Карасев вышел на середину дороги и, внушительно застыв, положил палец на курок нагана. Шофер издали стал сигналить, Карасев же стоял не двигаясь. Расстояние сокращалось. Шофер, видно, не имел намерения останавливаться. Карасев приподнял револьвер. Машина, жалобно взвизгнув тормозами, остановилась. Высунув голову из кабины и указывая на наган, шофер закричал:
_ Убери эту штуку!.. Лучше иди на передовую, там покажи свою прыть!
— Мы уже там побывали, теперь твоя очередь, — ответил Карасев и коротко добавил — Нас двое…
— Взять не моту… Груз — взрывчатка.
— Вылезай и помоги поднять в кузов командира! — сурово сверля глазами шофера, повелительно произнес Карасев.
— Случ чего, я не ответчик, — пролепетал шофер, вылезая из кабины.
Всю дорогу до медсанбата Эльмурза бредил, бормоча какие-то непонятные для Карасева фразы: «У всех кровь красная… Вороны везде черные… Волк величиной с коня не бывает… У черных ворон и кровь черная…»
«Видать, война ему по мозгам стукнула, — решил Карасев. — Вишь какую околесицу несет».
Когда на выбоинах машину бросало в сторону и Эльмурза приходил в себя, то сразу встречал участливый взгляд старшины. Очнулся он в послеоперационной палатке и первое, что увидел — внимательные глаза Карасева. В них прочел готовность облегчить его страдания. Глаза друга будоражили душу Эльмурзы. Он никогда раньше не думал, что война так роднит людей. Казалось, для него сейчас нет на свете дороже и ближе человека, чем Карасев.
Обычно Эльмурза никому не позволял подшучивать над своим неправильным произношением русских слов. В короткие минуты досуга Карасев иногда просил его:
— Миша, скажи винтовка?
— А это мы еще посмотрим, каким глазом ты на меня сегодня смотришь…
— Как это понять? — недоумевал Карасев.
— А так… Если левым, то зол на меня, а если правым — желаешь мне благополучия.
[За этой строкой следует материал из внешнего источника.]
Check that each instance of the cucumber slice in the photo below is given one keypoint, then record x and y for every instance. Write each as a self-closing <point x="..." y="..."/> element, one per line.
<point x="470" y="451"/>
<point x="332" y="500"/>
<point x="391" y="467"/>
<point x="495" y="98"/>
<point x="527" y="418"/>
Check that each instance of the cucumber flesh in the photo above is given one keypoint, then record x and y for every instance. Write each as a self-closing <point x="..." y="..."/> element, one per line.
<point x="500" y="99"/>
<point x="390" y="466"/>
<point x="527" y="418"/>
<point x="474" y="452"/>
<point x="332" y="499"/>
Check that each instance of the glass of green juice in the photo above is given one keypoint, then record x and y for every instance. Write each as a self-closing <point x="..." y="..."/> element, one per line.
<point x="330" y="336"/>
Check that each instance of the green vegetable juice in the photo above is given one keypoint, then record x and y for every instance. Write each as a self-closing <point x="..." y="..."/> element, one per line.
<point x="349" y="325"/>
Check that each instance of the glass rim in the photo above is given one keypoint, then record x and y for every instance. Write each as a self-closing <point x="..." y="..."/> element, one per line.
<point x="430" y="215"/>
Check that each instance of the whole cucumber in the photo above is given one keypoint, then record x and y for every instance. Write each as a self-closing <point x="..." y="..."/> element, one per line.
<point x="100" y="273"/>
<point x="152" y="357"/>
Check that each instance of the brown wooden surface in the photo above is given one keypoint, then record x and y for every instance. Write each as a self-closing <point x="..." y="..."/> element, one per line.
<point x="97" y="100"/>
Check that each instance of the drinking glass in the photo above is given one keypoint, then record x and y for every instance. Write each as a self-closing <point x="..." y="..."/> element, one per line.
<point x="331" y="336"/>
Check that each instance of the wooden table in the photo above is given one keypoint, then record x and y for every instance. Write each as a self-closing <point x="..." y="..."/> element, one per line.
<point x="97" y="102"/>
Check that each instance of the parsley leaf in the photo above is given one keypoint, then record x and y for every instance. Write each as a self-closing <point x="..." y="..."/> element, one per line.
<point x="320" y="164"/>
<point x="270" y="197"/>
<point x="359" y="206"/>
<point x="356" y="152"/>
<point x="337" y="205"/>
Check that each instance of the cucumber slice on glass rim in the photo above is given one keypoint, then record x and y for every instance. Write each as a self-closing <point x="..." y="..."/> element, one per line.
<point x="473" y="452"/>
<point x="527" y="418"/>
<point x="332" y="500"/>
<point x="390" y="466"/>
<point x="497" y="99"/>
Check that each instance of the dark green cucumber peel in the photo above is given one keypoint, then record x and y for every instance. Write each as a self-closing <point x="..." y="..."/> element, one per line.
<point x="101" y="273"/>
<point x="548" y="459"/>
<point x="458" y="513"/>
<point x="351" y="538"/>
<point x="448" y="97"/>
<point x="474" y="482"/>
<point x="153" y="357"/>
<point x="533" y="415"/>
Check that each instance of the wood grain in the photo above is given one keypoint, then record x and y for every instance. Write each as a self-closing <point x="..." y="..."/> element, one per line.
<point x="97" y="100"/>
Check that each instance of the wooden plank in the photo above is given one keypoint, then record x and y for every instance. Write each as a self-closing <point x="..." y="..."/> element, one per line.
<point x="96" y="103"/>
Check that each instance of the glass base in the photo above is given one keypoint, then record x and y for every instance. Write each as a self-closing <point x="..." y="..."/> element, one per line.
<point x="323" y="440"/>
Аркадий щурил левый глаз, и Эльмурза, улыбаясь, говорил:
— Минтопка… А дальше что?.. Закурить пришел?
— Угадал. Свой закончил — по твоему соскучился.
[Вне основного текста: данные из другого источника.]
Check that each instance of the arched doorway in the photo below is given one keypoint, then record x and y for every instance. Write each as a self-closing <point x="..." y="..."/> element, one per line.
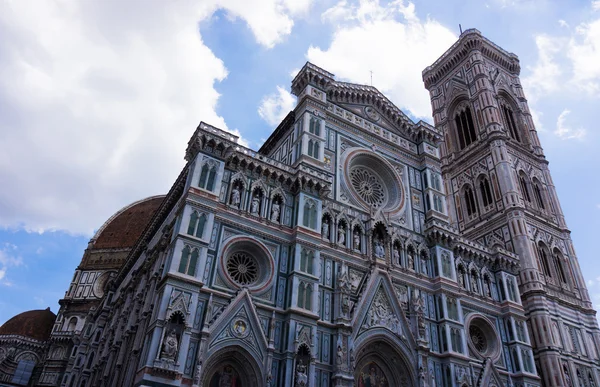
<point x="232" y="367"/>
<point x="379" y="364"/>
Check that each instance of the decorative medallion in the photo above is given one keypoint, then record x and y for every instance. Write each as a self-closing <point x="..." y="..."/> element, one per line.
<point x="242" y="268"/>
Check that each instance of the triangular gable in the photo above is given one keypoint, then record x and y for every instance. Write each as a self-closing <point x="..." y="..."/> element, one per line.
<point x="381" y="308"/>
<point x="489" y="376"/>
<point x="238" y="324"/>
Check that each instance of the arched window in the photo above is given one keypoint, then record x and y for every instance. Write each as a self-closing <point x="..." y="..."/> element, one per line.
<point x="511" y="125"/>
<point x="486" y="191"/>
<point x="537" y="193"/>
<point x="189" y="259"/>
<point x="465" y="129"/>
<point x="315" y="126"/>
<point x="544" y="260"/>
<point x="207" y="176"/>
<point x="305" y="296"/>
<point x="197" y="223"/>
<point x="559" y="268"/>
<point x="306" y="261"/>
<point x="470" y="201"/>
<point x="523" y="185"/>
<point x="309" y="218"/>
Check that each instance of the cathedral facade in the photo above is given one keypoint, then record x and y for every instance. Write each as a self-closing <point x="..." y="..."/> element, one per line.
<point x="354" y="248"/>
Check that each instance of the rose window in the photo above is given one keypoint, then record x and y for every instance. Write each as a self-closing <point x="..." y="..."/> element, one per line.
<point x="368" y="186"/>
<point x="478" y="339"/>
<point x="242" y="268"/>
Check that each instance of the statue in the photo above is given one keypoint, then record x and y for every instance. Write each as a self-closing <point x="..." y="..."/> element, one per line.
<point x="235" y="196"/>
<point x="356" y="240"/>
<point x="255" y="204"/>
<point x="169" y="350"/>
<point x="379" y="250"/>
<point x="325" y="229"/>
<point x="301" y="377"/>
<point x="341" y="235"/>
<point x="275" y="212"/>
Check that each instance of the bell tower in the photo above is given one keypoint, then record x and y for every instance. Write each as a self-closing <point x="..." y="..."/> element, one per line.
<point x="500" y="194"/>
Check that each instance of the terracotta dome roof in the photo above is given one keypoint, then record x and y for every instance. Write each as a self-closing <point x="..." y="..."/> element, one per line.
<point x="35" y="324"/>
<point x="124" y="228"/>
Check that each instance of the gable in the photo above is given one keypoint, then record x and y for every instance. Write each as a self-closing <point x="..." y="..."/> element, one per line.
<point x="238" y="325"/>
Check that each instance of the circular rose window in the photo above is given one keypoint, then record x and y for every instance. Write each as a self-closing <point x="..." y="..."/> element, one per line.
<point x="373" y="182"/>
<point x="242" y="268"/>
<point x="482" y="337"/>
<point x="247" y="263"/>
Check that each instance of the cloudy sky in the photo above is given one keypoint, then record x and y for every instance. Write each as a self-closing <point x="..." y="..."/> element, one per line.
<point x="99" y="98"/>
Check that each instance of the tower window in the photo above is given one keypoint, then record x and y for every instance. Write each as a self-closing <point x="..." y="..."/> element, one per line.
<point x="465" y="129"/>
<point x="510" y="123"/>
<point x="470" y="202"/>
<point x="486" y="192"/>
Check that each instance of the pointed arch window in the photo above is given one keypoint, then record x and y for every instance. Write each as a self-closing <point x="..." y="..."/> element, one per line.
<point x="208" y="175"/>
<point x="314" y="126"/>
<point x="537" y="193"/>
<point x="509" y="118"/>
<point x="188" y="262"/>
<point x="465" y="129"/>
<point x="559" y="267"/>
<point x="523" y="185"/>
<point x="306" y="261"/>
<point x="486" y="191"/>
<point x="544" y="260"/>
<point x="305" y="296"/>
<point x="470" y="201"/>
<point x="197" y="224"/>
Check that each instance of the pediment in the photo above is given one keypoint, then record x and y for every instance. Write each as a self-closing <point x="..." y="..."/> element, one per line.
<point x="380" y="308"/>
<point x="238" y="325"/>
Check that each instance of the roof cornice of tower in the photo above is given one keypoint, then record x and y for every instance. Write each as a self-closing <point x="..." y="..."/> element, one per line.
<point x="347" y="92"/>
<point x="468" y="41"/>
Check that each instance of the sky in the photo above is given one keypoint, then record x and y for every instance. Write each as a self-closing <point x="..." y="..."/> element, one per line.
<point x="99" y="98"/>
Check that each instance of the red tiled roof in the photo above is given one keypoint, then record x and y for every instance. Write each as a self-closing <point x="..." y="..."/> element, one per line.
<point x="35" y="324"/>
<point x="127" y="225"/>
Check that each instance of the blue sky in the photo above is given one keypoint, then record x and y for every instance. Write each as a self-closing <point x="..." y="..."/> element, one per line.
<point x="98" y="100"/>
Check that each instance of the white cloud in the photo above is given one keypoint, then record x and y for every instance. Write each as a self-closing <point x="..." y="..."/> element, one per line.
<point x="99" y="99"/>
<point x="274" y="107"/>
<point x="566" y="132"/>
<point x="389" y="40"/>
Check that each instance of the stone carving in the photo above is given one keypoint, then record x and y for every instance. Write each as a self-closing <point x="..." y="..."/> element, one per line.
<point x="325" y="229"/>
<point x="275" y="212"/>
<point x="301" y="375"/>
<point x="170" y="346"/>
<point x="255" y="205"/>
<point x="379" y="249"/>
<point x="235" y="196"/>
<point x="356" y="237"/>
<point x="341" y="235"/>
<point x="381" y="314"/>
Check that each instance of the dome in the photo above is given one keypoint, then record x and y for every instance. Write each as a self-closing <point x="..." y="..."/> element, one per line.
<point x="35" y="324"/>
<point x="125" y="227"/>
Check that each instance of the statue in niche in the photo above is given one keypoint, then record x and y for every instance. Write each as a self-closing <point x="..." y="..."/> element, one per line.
<point x="169" y="350"/>
<point x="379" y="249"/>
<point x="275" y="212"/>
<point x="301" y="377"/>
<point x="235" y="196"/>
<point x="356" y="237"/>
<point x="254" y="206"/>
<point x="325" y="229"/>
<point x="341" y="235"/>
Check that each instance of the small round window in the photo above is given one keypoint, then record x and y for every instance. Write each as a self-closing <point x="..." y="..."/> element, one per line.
<point x="242" y="268"/>
<point x="483" y="338"/>
<point x="247" y="263"/>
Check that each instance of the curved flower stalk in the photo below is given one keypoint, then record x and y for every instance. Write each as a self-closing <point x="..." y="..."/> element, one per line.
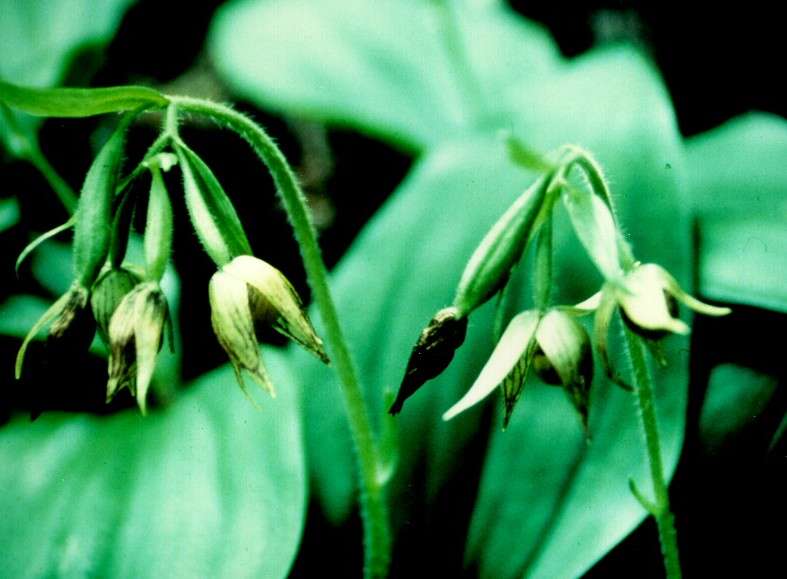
<point x="254" y="292"/>
<point x="549" y="339"/>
— Невыгодный ты, Аркадий, для государства. Больше прокуришь, чем пользы принесешь, — шутил Эльмурза, доставая из-под подушки махорку. Он не курил и весь свой табак отдавал Карасеву.
Карасев закуривал, и они подолгу вполголоса рассуждали о том, почему неожиданно разразилась война, недоумевали, почему наши войска не в состоянии остановить гитлеровские полчища.
Как-то Карасев спросил:
— Миша, ты помнишь, о чем бормотал по дороге в медсанбат?
— А о чем я говорил?
— О каких-то черных воронах, о волках, о конях, о красной и черной крови…
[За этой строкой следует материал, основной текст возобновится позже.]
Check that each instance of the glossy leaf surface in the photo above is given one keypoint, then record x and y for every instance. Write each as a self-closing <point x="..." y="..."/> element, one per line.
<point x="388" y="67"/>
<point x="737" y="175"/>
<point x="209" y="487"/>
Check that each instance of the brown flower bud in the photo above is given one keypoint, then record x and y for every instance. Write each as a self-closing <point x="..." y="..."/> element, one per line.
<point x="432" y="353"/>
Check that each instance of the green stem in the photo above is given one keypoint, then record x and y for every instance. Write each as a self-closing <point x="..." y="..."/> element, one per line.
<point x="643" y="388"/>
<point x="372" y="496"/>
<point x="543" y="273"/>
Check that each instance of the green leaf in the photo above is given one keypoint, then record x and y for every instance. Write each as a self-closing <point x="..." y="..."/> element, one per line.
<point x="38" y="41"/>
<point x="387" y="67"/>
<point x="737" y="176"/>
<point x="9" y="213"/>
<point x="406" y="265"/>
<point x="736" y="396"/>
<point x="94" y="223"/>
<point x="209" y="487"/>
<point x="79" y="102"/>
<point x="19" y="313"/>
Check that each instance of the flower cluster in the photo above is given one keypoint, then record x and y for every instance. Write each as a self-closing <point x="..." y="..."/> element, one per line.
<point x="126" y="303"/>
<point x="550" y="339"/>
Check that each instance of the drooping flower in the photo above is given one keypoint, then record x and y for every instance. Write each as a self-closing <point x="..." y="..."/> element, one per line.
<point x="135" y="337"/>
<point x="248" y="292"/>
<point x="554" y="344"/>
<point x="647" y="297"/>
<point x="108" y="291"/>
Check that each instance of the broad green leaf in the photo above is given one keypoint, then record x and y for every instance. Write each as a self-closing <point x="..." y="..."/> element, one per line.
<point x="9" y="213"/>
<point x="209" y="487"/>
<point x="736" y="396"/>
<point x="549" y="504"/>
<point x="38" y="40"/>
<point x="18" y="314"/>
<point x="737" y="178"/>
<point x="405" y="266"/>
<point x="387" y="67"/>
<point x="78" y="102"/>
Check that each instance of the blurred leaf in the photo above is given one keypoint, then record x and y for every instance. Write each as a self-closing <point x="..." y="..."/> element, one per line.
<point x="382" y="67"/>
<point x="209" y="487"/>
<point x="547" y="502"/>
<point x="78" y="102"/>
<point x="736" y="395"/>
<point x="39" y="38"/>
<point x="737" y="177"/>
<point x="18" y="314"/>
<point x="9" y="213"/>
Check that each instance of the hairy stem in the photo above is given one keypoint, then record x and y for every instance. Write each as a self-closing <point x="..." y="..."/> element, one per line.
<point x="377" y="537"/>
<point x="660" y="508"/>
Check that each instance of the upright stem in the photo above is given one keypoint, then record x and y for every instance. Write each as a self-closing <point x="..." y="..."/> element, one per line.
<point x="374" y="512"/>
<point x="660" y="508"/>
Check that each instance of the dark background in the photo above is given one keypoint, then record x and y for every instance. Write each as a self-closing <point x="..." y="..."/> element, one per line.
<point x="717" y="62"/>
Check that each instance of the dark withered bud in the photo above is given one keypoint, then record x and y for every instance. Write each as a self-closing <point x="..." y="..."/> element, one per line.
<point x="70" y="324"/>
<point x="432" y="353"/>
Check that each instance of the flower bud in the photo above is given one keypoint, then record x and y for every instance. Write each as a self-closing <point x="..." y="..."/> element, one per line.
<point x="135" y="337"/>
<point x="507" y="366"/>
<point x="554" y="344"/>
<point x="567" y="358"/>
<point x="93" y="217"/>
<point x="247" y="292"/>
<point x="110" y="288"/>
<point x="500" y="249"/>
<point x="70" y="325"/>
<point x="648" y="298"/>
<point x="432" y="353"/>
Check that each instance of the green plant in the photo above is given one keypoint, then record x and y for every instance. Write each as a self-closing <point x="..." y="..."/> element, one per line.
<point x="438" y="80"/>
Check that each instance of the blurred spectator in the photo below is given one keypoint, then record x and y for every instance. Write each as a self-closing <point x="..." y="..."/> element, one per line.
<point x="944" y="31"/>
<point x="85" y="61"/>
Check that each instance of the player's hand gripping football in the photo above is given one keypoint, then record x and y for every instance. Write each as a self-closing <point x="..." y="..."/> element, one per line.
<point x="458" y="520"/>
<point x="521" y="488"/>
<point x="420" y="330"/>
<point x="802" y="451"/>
— Валла, не помню… Но ты знаешь, Аркадий, в те дни, когда мы отступали, перед моими глазами все время маячило странное видение: идет этот проклятый фюрер под ручку с нашим послом, а за спиной в руке кинжал держит… Посол шагает с ним и не догадывается, что гадина черное зло задумала…
— Да, странное видение, — согласился Карасев. — И зачем только мы с ними цацкаться стали… Договор заключили.
— Доверились, — с иронией заметил Эльмурза. — Не зря у нас в народе говорят: «Не ступай на тот мост, по которому тебя пускает враг».